Stochastic dynamical systems with slow or metastable behavior evolve, on long time scales, on an unknown low-dimensional manifold in high-dimensional ambient space. Building a reduced simulator from short-burst ambient ensembles is a long-standing problem: local-chart methods like ATLAS suffer from exponential landmark scaling and per-step reprojection, while autoencoder alternatives leave tangent-bundle geometry poorly constrained, and the errors propagate into the learned drift and diffusion. We observe that the ambient covariance~$Λ$ already encodes coordinate-invariant tangent-space information, its range spanning the tangent bundle.
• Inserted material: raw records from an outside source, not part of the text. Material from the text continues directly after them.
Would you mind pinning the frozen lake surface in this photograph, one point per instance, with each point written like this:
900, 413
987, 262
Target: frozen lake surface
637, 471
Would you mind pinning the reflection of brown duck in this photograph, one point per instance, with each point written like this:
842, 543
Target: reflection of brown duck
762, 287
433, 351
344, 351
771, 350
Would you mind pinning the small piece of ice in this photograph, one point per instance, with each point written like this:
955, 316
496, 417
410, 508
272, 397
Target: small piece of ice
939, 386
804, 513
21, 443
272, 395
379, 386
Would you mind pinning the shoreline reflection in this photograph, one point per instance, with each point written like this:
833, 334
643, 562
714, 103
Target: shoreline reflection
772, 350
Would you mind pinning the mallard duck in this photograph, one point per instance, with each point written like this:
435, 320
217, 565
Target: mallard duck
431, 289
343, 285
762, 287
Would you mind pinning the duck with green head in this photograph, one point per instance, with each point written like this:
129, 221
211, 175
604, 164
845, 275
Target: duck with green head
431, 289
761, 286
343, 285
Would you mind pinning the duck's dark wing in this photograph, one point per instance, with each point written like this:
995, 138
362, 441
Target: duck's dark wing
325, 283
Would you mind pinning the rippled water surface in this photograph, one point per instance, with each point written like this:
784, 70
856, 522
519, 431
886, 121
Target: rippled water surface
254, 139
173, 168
Using this, we construct a tangent-bundle penalty and an inverse-consistency penalty for a three-stage pipeline (chart learning, latent drift, latent diffusion) that learns a single nonlinear chart and the latent SDE. The penalties induce a function-space metric, the $ρ$-metric, strictly weaker than the Sobolev $H^1$ norm yet achieving the same chart-quality generalization rate up to logarithmic factors. For the drift, we derive an encoder-pullback target via Itô's formula on the learned encoder and prove a bias decomposition showing the standard decoder-side formula carries systematic error for any imperfect chart. Under a $W^{2,\infty}$ chart-convergence assumption, chart-level error propagates controllably to weak convergence of the ambient dynamics and to convergence of radial mean first-passage times. Experiments on four surfaces embedded in up to $201$ ambient dimensions reduce radial MFPT error by $50$--$70\%$ under rotation dynamics and achieve the lowest inter-well MFPT error on most surface--transition pairs under metastable Müller--Brown Langevin dynamics, while reducing end-to-end ambient coefficient errors by up to an order of magnitude relative to an unregularized autoencoder.